Simpletown Blues

Amidst the Sturm und Drang of our singularly bizarre political season here in the USA, (please… one of these in a lifetime is quite enough…) the pull to the expedient and simple is strong…

I’ve written about simplistic thinking, about easy answers to difficult questions and about the wild appeal of conspiracy theories that, like a pantry stuffed with junk snacks, easily provide empty calories whilst handily giving the nutrients required for intellectual rigor or thoughtful engagement the drive-by treatment.

We’re in the Wild West of open range, untethered, distorted child and adolescent behavior and energies…

And – yes – it’s exhausting.

A bit more context:

The more complex things get – systems, organizations, relationships – the more difficult is it for the mind to get it’s cognitive arms around them. In the state of overwhelm that inevitably comes along when the complexity stakes rise, the mind locks up with the ego, develops tunnel-vision and traipses off on a heroic hunt for The Big Answer.

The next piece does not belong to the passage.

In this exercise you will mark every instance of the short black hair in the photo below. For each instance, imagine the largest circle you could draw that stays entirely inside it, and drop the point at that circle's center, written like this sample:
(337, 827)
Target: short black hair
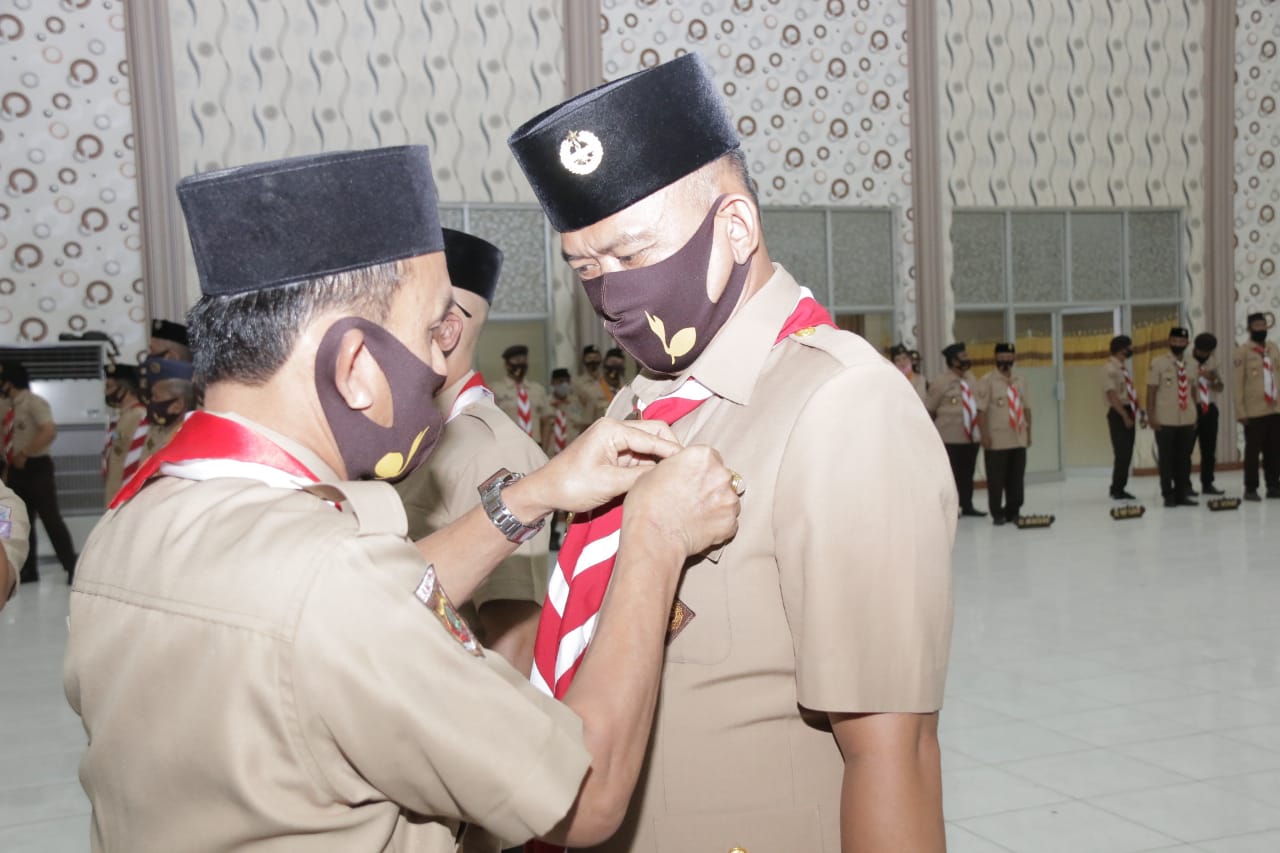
(247, 337)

Most of us have at least some familiarity with idea of The Big Answer – you know, the one that takes care of All The Things once and for all, sweeps the slate clean, decidedly delineates “them” from ‘us” and, best of all, frees us from the burden of responsibility and the nasty business of feeling all the feels that go along with being responsible.

I mean, who doesn’t love The Big Answer…?

The Big Answer is the stuff of snappy political slogans.

It’s the plastic carrot of promise tied to the cardboard stick of entitlement.

It’s the hollow bombast of “I alone…” wannabe-saviors.

It’s the grandiose elevation of the refusal to admit – or reveal – that one might not actually know.

It’s the glaringly clear solution to all of the world’s most difficult problems that, after enough drinks to knock an elephant on its ass, becomes so blessedly obvious…

Followed, of course, by the angry grizzly bear of all hangovers.

The biggest challenge with The Big Answer is that it lives in the same fantasy realm as the Easter Bunny and the Great Pumpkin.

In other words, as attractive as the idea might be, it ain’t real.

Part of the job – the very essence of the work of moving through the world as a Conscious Adult – is to develop an appreciation for complexity, to seek it out and learn to engage with it. Key to doing that is stepping away from the adolescent pull to become the lone hero that saves the day – a seduction that’s ripe with all sorts of Hollywood romance…

Because the Conscious Adult recognizes – and embraces, when it comes down to it – the fact that the real world isn’t a predictable Hollywood production that neatly wraps in two hours…

Adults see that wishing things to be different than they are and pretending to know The Big Answer – even serving it up with mountains of the very best indulgent superlatives – won’t make the world’s complexity or real problems go away.

They know responding to complexity demands looking deeply inside one’s self, well beyond the studied, rational limitations of the cognitive mind – while also looking and reaching out to others for diverse opinions, new ideas, unseen options and unconsidered perspectives…

Because navigating our current chaotic mess is gonna take an entire village – and then some.